How to Grow Your Business While Staying True to Its Mission


Having a mission at the core of your business does not come without obstacles. It can be challenging, for example, to prioritize service while also driving the company’s growth. On the other hand, a goal to create positive change can bring your employees together and serve as motivation, said Amanda Baldwin, the CEO of sunscreen company Supergoop, at Inc.’s Purpose Power Summit on Tuesday.

Supergoop’s mission is to encourage daily sunscreen wear.
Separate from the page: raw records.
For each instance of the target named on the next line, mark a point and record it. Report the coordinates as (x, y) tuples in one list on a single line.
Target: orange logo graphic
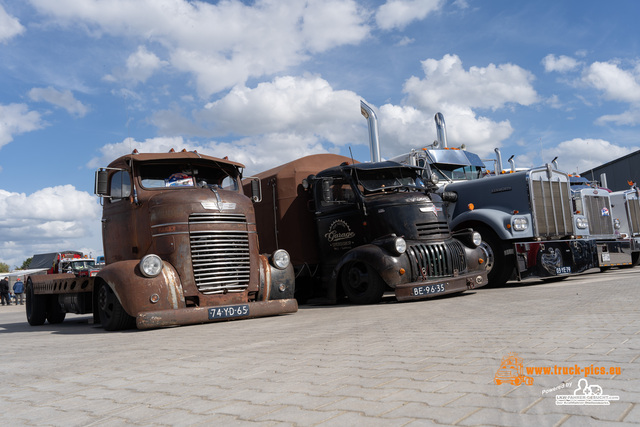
[(511, 371)]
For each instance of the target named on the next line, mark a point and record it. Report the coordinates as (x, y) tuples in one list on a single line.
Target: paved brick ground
[(393, 364)]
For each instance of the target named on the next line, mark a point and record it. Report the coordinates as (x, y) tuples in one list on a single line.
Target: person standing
[(4, 291), (18, 290)]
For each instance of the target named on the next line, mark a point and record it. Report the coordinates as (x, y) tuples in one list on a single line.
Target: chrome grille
[(220, 258), (436, 260), (429, 229), (599, 224), (552, 207)]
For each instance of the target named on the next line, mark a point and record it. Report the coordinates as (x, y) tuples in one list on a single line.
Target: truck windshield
[(78, 265), (451, 172), (182, 175), (377, 180)]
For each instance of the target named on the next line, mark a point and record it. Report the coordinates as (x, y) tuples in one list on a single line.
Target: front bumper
[(194, 315), (555, 258), (442, 286)]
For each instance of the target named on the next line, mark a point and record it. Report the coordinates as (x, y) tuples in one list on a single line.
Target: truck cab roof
[(125, 160)]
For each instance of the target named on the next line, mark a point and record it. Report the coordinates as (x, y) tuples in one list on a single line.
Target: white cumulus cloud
[(616, 83), (222, 44), (140, 66), (561, 64), (50, 219), (9, 26), (63, 99), (493, 86)]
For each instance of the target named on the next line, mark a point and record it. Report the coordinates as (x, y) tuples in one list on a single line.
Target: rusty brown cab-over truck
[(360, 229), (180, 245)]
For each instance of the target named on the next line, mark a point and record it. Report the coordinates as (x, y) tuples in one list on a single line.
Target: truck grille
[(634, 214), (432, 229), (221, 258), (594, 206), (436, 260), (551, 207)]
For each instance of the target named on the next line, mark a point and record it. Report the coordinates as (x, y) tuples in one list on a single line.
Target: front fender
[(387, 265), (137, 293), (275, 283), (496, 220)]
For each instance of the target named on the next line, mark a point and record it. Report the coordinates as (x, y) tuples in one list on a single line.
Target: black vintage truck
[(358, 229)]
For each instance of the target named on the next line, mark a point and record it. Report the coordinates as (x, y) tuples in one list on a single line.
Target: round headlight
[(281, 259), (400, 245), (476, 238), (150, 265), (582, 223)]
Founder Holly Thaggard realized people were undervaluing sunscreen after a friend was diagnosed with skin cancer at the age of 29. Further research led her to the discovery that 84 percent of people don’t wear sunscreen every day, so she started Supergoop in 2007 with the goal of making the practice cool. 

That mission, Baldwin said, is at the forefront of everything Supergoop does, providing clarity and direction in decision-making. “Educating on why SPF [is important] will always be at the beginning,” she said. “We may get to a point where it’s as obvious as brushing your teeth or wearing a seatbelt, but we’ve got a long way to go.”
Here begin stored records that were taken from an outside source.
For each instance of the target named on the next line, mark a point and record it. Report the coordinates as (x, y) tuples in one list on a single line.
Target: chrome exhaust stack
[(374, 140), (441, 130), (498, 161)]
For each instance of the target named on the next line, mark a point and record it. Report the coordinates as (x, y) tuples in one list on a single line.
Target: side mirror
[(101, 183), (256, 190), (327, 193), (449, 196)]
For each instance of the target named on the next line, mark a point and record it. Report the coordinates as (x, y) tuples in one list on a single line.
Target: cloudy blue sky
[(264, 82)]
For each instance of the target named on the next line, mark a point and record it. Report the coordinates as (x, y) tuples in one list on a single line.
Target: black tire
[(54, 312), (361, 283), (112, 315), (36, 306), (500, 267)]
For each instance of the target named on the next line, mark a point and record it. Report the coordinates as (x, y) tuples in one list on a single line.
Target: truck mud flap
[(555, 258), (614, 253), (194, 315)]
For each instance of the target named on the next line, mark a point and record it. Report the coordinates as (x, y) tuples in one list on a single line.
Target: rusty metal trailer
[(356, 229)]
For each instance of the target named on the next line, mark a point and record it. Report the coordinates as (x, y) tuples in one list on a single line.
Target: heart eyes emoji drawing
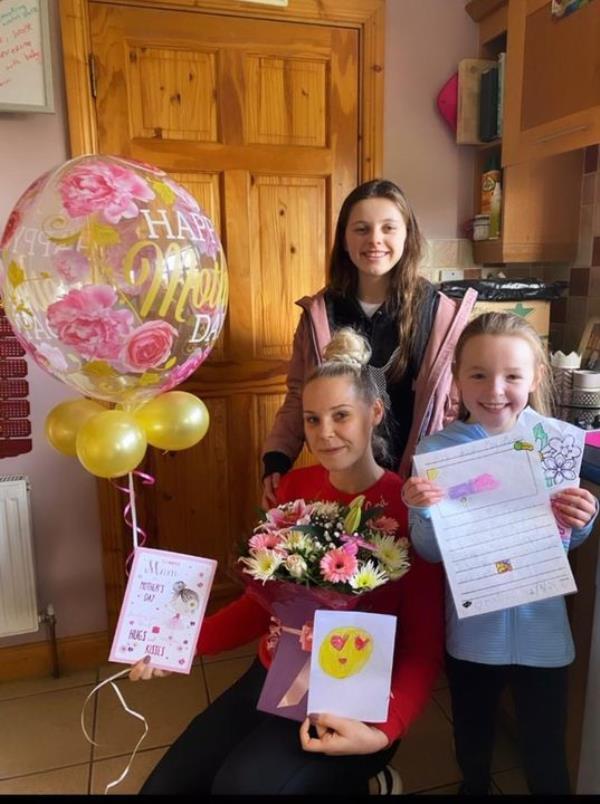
[(345, 651)]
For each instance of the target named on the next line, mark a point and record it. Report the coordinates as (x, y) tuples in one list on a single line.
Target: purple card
[(285, 690), (163, 609)]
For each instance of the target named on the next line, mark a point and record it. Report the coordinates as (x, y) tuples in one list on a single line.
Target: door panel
[(259, 120)]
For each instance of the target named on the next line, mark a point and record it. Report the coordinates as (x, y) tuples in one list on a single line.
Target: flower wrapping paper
[(295, 605)]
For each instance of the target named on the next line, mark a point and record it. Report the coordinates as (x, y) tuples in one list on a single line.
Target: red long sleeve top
[(416, 600)]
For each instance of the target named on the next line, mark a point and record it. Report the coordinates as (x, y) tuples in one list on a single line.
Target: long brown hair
[(541, 398), (406, 287)]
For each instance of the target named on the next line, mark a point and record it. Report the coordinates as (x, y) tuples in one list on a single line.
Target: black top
[(381, 331)]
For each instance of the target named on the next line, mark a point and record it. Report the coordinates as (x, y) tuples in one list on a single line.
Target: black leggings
[(540, 698), (232, 748)]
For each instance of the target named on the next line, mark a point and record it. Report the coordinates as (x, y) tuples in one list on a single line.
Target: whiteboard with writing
[(25, 62)]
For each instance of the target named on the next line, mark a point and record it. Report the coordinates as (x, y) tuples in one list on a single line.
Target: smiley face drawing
[(345, 651)]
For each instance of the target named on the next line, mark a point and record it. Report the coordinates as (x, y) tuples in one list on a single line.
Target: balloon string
[(111, 680), (130, 513)]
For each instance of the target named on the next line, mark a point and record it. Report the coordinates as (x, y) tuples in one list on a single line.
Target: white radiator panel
[(18, 600)]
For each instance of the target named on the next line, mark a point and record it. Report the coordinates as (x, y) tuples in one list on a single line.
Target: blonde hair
[(347, 355), (541, 397)]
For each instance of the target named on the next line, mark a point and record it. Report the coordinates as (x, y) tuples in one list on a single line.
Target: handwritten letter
[(499, 539)]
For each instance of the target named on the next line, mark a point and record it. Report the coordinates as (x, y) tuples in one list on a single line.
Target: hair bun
[(348, 346)]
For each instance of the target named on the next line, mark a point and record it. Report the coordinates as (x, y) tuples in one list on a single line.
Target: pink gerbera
[(265, 541), (338, 566)]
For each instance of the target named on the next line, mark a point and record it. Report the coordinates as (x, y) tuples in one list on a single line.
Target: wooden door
[(552, 104), (259, 119)]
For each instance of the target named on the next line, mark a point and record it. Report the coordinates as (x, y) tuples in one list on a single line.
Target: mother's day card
[(163, 609)]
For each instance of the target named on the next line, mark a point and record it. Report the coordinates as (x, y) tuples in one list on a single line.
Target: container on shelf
[(481, 227)]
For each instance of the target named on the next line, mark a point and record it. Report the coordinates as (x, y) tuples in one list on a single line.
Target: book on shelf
[(501, 63), (488, 105)]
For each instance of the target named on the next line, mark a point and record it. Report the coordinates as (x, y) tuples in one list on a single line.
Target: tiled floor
[(44, 750)]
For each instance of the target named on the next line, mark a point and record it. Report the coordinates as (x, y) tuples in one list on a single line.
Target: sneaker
[(390, 782)]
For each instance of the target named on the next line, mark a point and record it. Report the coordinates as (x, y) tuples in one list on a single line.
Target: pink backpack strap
[(316, 312), (434, 381)]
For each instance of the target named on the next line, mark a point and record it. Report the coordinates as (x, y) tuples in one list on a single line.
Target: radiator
[(18, 601)]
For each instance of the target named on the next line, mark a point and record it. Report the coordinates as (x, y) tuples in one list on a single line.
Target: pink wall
[(63, 494), (425, 40)]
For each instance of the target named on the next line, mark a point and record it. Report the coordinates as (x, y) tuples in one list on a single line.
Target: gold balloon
[(174, 420), (65, 420), (111, 444)]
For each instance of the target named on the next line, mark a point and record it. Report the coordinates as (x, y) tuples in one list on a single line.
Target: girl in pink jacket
[(374, 287)]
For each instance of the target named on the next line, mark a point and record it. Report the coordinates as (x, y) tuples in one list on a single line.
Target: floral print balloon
[(113, 278)]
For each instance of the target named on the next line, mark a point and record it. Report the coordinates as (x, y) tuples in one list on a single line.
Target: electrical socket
[(451, 276)]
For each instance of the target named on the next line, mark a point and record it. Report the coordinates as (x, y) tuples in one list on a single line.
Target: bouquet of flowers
[(305, 556), (348, 548)]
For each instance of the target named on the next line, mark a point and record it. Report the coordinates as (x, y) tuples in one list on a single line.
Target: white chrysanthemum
[(368, 577), (295, 565), (297, 541), (262, 564), (392, 553)]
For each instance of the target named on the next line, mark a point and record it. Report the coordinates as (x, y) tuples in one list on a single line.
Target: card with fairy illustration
[(163, 609), (351, 664)]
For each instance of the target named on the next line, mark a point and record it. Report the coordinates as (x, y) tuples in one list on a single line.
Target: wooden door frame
[(365, 16)]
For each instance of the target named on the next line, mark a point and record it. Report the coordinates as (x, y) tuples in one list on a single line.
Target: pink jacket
[(436, 397)]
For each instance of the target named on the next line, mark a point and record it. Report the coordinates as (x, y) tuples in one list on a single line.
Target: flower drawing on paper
[(560, 458), (345, 651), (352, 548), (109, 189)]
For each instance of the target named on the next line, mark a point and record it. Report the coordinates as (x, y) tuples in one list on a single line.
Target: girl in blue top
[(501, 367)]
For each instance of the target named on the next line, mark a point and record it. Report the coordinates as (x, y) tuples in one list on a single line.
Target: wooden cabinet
[(553, 67), (540, 196)]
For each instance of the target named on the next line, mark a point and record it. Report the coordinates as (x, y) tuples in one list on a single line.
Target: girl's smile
[(495, 377), (375, 237)]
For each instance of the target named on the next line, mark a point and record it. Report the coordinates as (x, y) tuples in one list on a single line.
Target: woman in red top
[(233, 748)]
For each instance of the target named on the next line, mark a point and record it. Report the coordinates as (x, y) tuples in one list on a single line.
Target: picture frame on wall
[(589, 346), (25, 57)]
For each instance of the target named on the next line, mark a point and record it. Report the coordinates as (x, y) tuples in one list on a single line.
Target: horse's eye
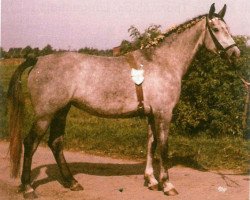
[(215, 29)]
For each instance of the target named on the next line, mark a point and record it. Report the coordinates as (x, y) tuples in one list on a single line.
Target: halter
[(221, 50)]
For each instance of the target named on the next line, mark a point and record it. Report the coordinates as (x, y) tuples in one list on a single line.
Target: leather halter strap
[(139, 91), (222, 50)]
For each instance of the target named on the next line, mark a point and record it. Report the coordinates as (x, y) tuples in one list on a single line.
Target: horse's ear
[(211, 11), (223, 11)]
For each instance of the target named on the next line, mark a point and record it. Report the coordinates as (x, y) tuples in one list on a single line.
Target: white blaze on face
[(137, 76), (221, 32)]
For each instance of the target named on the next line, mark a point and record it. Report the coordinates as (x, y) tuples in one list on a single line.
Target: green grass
[(126, 138)]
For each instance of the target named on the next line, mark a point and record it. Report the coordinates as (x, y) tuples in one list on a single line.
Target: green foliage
[(213, 95), (93, 51), (48, 49), (127, 137)]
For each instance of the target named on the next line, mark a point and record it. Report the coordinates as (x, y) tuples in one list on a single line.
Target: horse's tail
[(16, 115)]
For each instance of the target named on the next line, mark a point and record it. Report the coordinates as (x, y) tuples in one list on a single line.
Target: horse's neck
[(178, 50)]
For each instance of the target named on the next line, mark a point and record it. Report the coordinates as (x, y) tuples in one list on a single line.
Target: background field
[(127, 137)]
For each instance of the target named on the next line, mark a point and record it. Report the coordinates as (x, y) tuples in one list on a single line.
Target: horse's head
[(218, 39)]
At the same time, Supergoop sells a premium product, an aspect of the brand that might seem to undercut the goal of universal sunscreen wear. The key to reconciling that, Baldwin said, is developing philanthropic initiatives that further the mission. In 2008, for example, Supergoop launched a program called Ounce by Ounce, which advocates for sunscreen use in schools and provides free sunscreen to students around the country.

“We have a lot of work and a really big mission, and nothing happens overnight,” Baldwin said. “We sort of chip away at things and chip away at our mission.”